Colaboração para Splash, em São Paulo

02/02/2023 12h26

Glória Maria deixou um legado para muitas jornalistas negras que decidiram seguir a carreira após vê-la brilhar na televisão.

A apresentadora da Globo, que estava afastada da programação desde dezembro, morreu hoje no Rio de Janeiro. Ela estava em tratamento da metástase de um câncer, descoberto pela primeira vez em 2019.

A colunista de Splash Aline Ramos destaca o pioneirismo e os desafios enfrentados por Glória Maria enquanto uma profissional negra:

A Glória Maria foi a primeira em muitas coisas. Ela foi a primeira repórter negra da televisão brasileira, a primeira a aparecer no Jornal Nacional e a primeira a lidar com tantas situações de racismo no trabalho.

O Mais Você da manhã desta quinta-feira (2) exibiu o trecho de uma reportagem feita por Glória Maria na década de 1980, em que ela relata ter sido impedida de entrar em um hotel por ser negra. "Preto aqui não entra", ouviu a repórter da Globo, que denunciou o caso na delegacia e em rede nacional.

Aline Ramos acrescenta que mulheres e homens negros que trabalham na imprensa ainda precisam lidar com o racismo no dia a dia, mas não abaixam a cabeça inspirados em figuras como Glória Maria.

Era esse tipo de situação que ela enfrentava no trabalho e é um desafio que muitos jornalistas enfrentam até hoje.
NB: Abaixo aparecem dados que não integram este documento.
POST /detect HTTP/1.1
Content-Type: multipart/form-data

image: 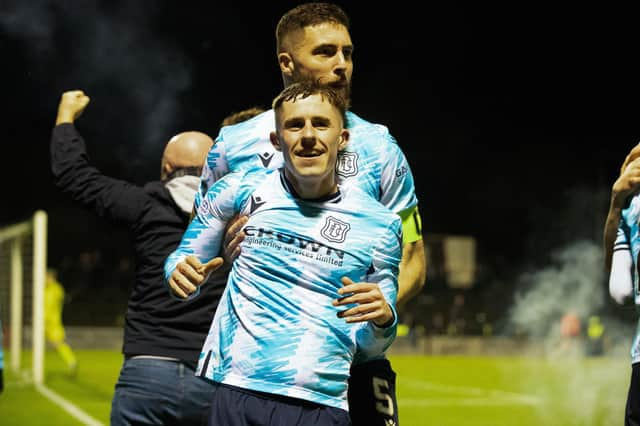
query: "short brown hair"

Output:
[276,2,349,52]
[272,81,349,123]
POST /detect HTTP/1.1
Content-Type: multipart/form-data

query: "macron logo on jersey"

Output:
[258,152,273,169]
[320,216,351,243]
[249,195,267,214]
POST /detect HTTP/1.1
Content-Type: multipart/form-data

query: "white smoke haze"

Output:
[509,240,635,426]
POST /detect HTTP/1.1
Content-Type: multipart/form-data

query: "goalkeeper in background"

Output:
[44,268,78,375]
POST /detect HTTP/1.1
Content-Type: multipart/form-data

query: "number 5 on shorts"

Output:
[373,376,393,416]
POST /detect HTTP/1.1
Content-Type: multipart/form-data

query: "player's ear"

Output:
[278,52,295,78]
[269,132,282,151]
[338,129,351,151]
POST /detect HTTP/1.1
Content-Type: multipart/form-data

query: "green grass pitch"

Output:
[0,351,630,426]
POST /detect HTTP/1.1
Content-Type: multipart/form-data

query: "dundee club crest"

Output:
[320,216,351,243]
[336,151,358,178]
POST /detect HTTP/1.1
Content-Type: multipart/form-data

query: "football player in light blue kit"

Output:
[165,83,402,425]
[196,3,426,426]
[604,151,640,426]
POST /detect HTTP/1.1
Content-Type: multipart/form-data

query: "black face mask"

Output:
[163,167,202,182]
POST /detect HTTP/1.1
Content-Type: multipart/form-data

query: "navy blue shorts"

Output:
[208,383,351,426]
[624,363,640,426]
[348,359,398,426]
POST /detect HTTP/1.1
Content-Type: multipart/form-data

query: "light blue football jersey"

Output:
[613,195,640,364]
[165,169,402,410]
[196,110,418,216]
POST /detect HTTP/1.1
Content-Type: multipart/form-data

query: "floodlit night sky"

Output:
[0,0,640,270]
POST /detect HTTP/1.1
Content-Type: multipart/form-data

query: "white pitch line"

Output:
[399,378,542,405]
[36,385,104,426]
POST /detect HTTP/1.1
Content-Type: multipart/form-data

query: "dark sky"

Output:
[0,0,640,270]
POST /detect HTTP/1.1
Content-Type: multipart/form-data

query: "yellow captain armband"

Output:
[400,206,422,244]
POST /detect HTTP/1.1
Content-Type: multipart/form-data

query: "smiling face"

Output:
[271,93,349,198]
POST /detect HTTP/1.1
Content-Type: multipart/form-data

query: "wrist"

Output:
[373,304,396,328]
[56,112,73,126]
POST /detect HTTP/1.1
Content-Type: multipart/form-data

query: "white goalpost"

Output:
[0,210,47,385]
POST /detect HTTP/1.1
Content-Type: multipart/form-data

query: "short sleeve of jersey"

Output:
[380,132,418,219]
[195,131,235,209]
[613,221,629,251]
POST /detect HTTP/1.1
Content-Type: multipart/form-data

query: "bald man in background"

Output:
[51,90,224,426]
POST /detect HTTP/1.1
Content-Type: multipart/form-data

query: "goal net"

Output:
[0,210,47,384]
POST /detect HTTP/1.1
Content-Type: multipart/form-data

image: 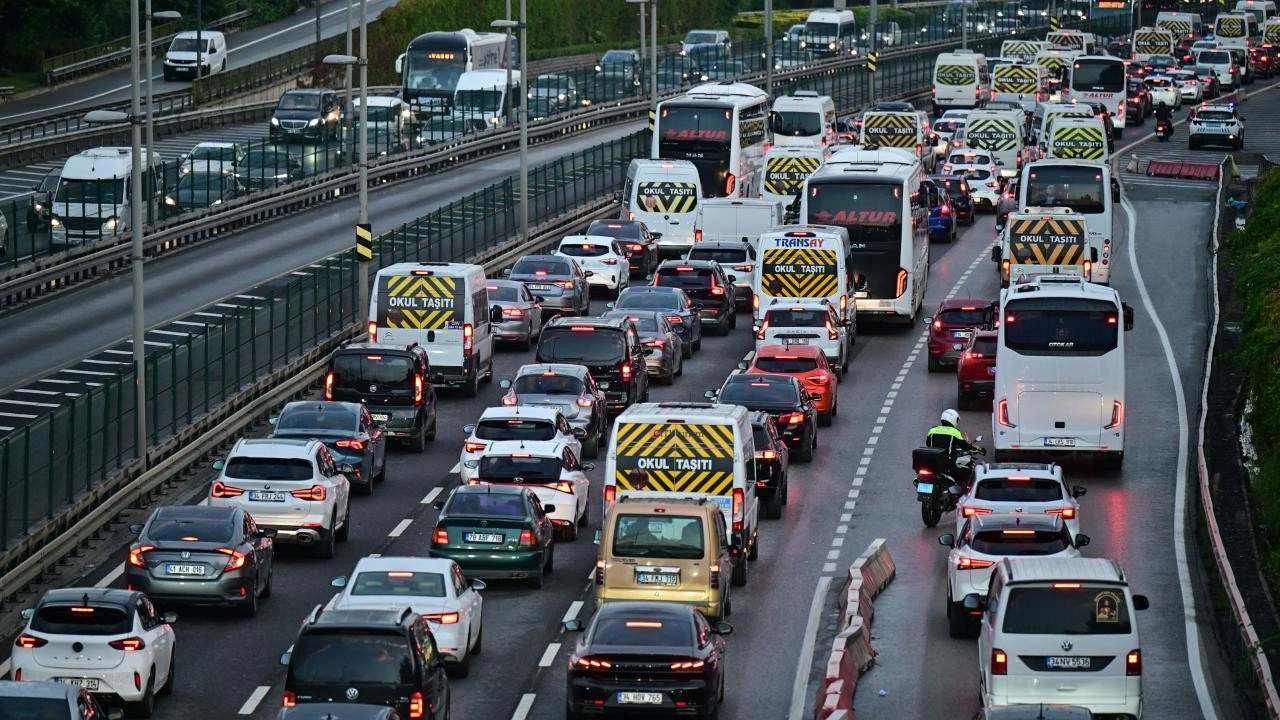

Toda jornalista negra tem um dedinho da Glória Maria ali, que abriu portas e possibilitou o sonho.

Dedicada ao trabalho e para provar que era uma boa profissional, Glória Maria precisou renunciar, muitas vezes, à vida pessoal, conforme aponta Luciana Barreto, apresentadora da CNN Brasil.

Glória Maria enfrentou tudo isso numa trajetória de muita solidão, a custa de muita renúncia talvez de saúde física e mental. Não podemos mais permitir que outros jornalistas passem por isso.

Basília Rodrigues, analista política também da CNN, recorda que quando decidiu estudar jornalismo foi alertada pelo pai de que eram poucas as mulheres negras que se destacavam na área, mencionando Glória Maria, mas isso não a desestimulou.

A Glória Maria é um ícone para nós jornalistas negras. Ela representava a possibilidade real de uma mulher negra ser vista pela sua capacidade. Quando eu decidi fazer jornalismo, meu pai tentou me desestimular a seguir a carreira por não ter muitos jornalistas negros na televisão, a primeira que ele citou foi a Glória.

Cris Guterres, colunista de Universa e apresentadora da TV Cultura, também se espelhou em Glória Maria e teve a chance de contar isso a jornalista.

Foi vendo a Glória Maria que eu vi que podia sonhar em ser jornalista e apresentadora de televisão. Isso não tem preço e eu tive a oportunidade de contar isso para ela. Hoje, aqui em São Paulo, eu e outras jornalistas negras temos um grupo chamado 'herdeiras de Glória Maria'.